Desde la lejana Irlanda y el desconocido Dublín, llega una nueva historia del programa que recorre cada latitud del planeta en busca de los nuestros: «GPS, villeguenses por el mundo», bajo la conducción de Esteban Mutuberría.
El protagonista N° 32 es Ramiro Castillo, quien no nació en General Villegas pero vivió durante un año aquí, donde tiene a sus padres y una parte del corazón. En contacto directo con el joven de 21 años en la madrugada irlandesa, nos llena de aventuras y desafíos.
Primeros pasos
Egresado en un colegio de su ciudad de origen, General Levalle, en 2019, contó que desde pequeño le gustaba mucho el pueblo en el que nació, más allá de los años que vivió en General Villegas.
«Yo siempre tuve la idea de viajar», comentó. Una vez llegada la secundaria, se aproximó la hora de tomar decisiones importantes con respecto a su futuro. «Todos mis compañeros planificaron estudiar en ciudades grandes, pero yo no quería», agregó.
Ramiro tenía el conocimiento de la denominada «working holiday», la visa que permite viajar por un año a países que tienen convenio con Argentina. «En mi último año de secundaria, yo tenía fija la idea de emigrar», indicó.
Pandemia e incertidumbre
Debido a la pandemia de Covid-19, Ramiro tuvo que retrasar bastante tiempo su plan de partir, ya que todas las fronteras se mantuvieron cerradas.
En esta situación y bajo una incógnita cansadora el joven se sostuvo por dos años, en los que por ejemplo probó con otras técnicas, como la fotografía.
Primera experiencia en el exterior
En un principio, la idea de Ramiro era partir a Dinamarca, pero la visa no abrió. Sin embargo, el levallense descubrió un nuevo modo de emigración en Irlanda. Se llama «working study», que tiene varias diferencias en el sistema con respecto a la «working holiday».
Finalmente, se decidió en el invierno de 2022 y emigró rumbo a tierras británicas en la primera semana de agosto. «En la previa era un destino extraño y un lugar que no me imaginaba. Lo que más me gustó del país cuando llegué fue su color», dijo.

Llegada y padecimiento
Pero el asentamiento en suelo europeo no fue para nada agradable, ya que estuvo durante tres semanas con «mil cosas en la cabeza» y sin una estadía permanente, lo que lo llevó a replantearse su decisión.

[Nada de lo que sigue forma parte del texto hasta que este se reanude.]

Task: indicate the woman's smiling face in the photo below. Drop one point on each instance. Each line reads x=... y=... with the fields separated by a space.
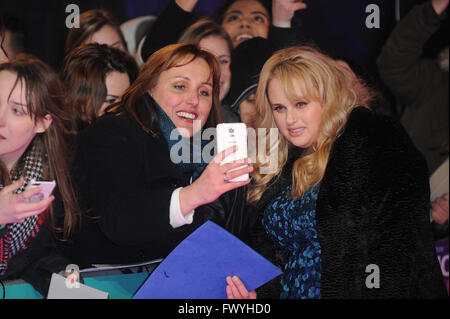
x=246 y=19
x=185 y=93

«Irlanda se me hizo difícil por su situación de alojamiento, fue un mes que me cansó demasiado. No se lo deseo ni a mi peor enemigo», expresó.
Proceso de adaptación
Finalmente, todo se resolvió con el llamado desde una empresa de donas irlandesas, que se creó en 2016. «Es un lugar muy popular, también se hacen cafés. Normalmente se llena de gente», explicó. Además de ese trabajo, Ramiro estudia Inglés.

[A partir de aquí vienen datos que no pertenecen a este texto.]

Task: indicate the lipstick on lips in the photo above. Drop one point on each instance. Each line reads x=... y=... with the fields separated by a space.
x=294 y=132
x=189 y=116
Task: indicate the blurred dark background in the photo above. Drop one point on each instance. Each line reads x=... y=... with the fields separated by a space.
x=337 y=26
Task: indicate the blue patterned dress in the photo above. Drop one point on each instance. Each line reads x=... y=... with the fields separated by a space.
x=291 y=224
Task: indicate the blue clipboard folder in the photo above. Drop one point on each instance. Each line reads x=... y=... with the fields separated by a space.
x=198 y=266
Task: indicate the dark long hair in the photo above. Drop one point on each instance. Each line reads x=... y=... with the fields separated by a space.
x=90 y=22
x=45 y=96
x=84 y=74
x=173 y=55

En cuanto a lo que más extraña de sus tierras, comentó: «La comida y el vino, porque son dos cosas totalmente distintas acá. Los domingos en Irlanda son muy diferentes desde lo cultural. Nosotros ya teníamos los domingos hechos para almorzar en familia, es algo que necesito mucho».

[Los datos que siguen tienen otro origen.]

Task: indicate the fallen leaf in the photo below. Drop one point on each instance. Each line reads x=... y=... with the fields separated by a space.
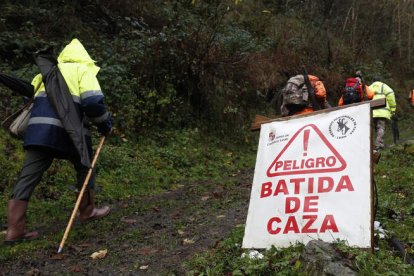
x=33 y=272
x=75 y=269
x=99 y=255
x=188 y=241
x=216 y=194
x=147 y=251
x=85 y=245
x=128 y=221
x=57 y=256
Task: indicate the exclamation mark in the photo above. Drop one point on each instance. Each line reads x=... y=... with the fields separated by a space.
x=305 y=142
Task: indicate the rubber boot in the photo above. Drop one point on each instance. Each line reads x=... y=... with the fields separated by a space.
x=87 y=210
x=16 y=221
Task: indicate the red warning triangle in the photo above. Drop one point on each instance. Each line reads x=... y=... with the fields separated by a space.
x=308 y=151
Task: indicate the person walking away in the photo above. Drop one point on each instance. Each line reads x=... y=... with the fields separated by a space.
x=411 y=97
x=46 y=138
x=381 y=115
x=296 y=99
x=355 y=90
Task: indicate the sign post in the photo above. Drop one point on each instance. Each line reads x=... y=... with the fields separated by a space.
x=313 y=180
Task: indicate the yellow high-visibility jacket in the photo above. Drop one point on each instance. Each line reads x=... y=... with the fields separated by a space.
x=381 y=90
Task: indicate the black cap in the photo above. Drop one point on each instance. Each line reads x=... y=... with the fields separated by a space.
x=376 y=78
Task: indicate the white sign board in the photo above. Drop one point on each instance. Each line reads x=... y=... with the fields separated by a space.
x=312 y=181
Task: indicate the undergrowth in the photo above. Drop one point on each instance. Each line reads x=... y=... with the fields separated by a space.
x=127 y=170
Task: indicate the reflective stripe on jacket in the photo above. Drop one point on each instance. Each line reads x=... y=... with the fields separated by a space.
x=381 y=90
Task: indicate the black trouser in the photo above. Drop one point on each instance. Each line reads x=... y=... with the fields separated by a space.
x=36 y=162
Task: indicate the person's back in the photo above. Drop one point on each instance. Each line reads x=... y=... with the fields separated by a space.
x=355 y=91
x=50 y=133
x=381 y=115
x=295 y=95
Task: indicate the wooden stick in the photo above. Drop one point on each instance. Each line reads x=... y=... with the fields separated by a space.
x=75 y=210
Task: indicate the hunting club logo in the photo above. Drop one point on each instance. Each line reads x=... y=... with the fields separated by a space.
x=271 y=136
x=342 y=126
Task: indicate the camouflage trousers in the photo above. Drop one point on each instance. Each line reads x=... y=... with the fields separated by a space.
x=379 y=124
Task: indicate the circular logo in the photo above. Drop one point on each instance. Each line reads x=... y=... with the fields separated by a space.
x=271 y=136
x=342 y=126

Asimismo, al ser consultado sobre la visión que los irlandeses tienen de los argentinos, explicó que el tema de los chistes y el sentido del humor es algo que nos asemeja mucho.
Por otra parte contó que, además de Irlanda, pudo conocer otras ciudades y países del «viejo continente», como Londres y Edimburgo, de Reino Unido; y Copenaghe, capital de Dinamarca. «En un futuro me gustaría explorar Italia o España», añadió.

Planes a futuro
En primer lugar, dijo que desea conocer y vivir en otras ciudades irlandesas con el objetivo de enriquecer su conocimiento de la cultura de dicho país, que no lo afectó en gran parte por la gran cantidad de latinoamericanos que cruza a diario. «Dublín es hermoso, pero también puede ser un caos», sustentó.
Su idea a futuro en el corto plazo es seguir en Irlanda, pero también tiene intenciones de vivir en Alemania o Dinamarca, una vez terminado el contrato con la visa.
«En algún momento voy a volver a Argentina, pero por ahora quiero conocer y explorar todas las ciudades que pueda. Tengo ganas de vivir y quedarme en Europa», detalló.
Pocos pueden tener la fortuna de cumplir sus sueños e ilusiones a tan temprana edad. Ramiro, de apenas 21 años, lo hizo. Y todavía le queda mucho camino por recorrer alrededor del mundo. Levallense de sangre y villeguense de corazón, con un futuro enorme bajo un sueño sustentado en pasión y esfuerzo.